Martha chuckled, a warm, throaty sound. "Oh yes. A hungry black bear, probably looking for an easy meal before hibernation. We were living on the old farm then, your grandpa and I, just starting out. That bear raided our chicken coop one night, left nothing but feathers."
"What did you do?"
"What could we do? We were young, foolish, broke. But our old bull—old Hercules, your grandpa called him—that stubborn animal charged the bear the next time it came round. Charged right through the fence railings. Can you imagine? A thousand pounds of fury against a bear."
Martha's eyes twinkled. "Scared that bear right up the mountain. Never came back. Your grandfather said Hercules earned his keep that night. We kept that bull for fifteen more years."

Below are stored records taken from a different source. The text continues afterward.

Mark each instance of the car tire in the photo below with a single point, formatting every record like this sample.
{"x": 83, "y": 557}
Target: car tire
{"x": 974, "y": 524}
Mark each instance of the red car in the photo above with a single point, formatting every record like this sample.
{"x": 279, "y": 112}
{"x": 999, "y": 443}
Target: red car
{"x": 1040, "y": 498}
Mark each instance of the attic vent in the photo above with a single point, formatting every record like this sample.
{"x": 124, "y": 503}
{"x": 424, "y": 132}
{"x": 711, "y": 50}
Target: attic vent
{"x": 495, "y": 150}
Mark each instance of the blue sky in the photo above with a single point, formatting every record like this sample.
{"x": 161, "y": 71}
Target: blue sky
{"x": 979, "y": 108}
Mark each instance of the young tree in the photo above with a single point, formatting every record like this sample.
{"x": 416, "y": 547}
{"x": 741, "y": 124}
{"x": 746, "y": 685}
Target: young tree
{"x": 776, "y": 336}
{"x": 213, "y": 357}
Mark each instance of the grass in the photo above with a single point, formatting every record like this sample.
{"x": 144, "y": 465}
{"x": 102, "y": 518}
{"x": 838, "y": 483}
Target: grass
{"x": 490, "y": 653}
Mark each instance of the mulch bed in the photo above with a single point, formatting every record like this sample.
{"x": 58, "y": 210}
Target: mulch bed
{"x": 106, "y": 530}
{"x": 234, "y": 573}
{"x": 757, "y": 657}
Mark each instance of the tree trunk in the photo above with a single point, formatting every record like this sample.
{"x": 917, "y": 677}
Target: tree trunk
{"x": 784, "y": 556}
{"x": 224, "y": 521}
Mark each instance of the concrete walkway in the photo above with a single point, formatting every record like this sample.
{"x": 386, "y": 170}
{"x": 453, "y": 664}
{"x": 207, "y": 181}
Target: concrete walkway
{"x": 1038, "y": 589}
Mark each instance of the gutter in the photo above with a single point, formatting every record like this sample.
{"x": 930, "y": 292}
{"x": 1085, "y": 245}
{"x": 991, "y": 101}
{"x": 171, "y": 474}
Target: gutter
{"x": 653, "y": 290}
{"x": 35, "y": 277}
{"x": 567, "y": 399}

She resumed knitting, the cable pattern flowing like a river beneath her touch. "Life was simpler then. Harder, but simpler. We didn't have all this—" she waved toward the television where news streamed constantly through the cable. "We had each other. We had our stories."
"Tell me another, Grandma."
Martha smiled, her hands never pausing. "Tomorrow, sweet girl. Stories are like this blanket—made one stitch at a time, passed down through the years. This old afghan will be yours someday. When you wrap yourself in it, you'll be wrapped in all those winter nights, all those years, all that love."
She looked at Sarah, really looked at her, and saw herself sixty years ago. "That's the legacy, you see. Not the things. The love we knit together, strand by strand."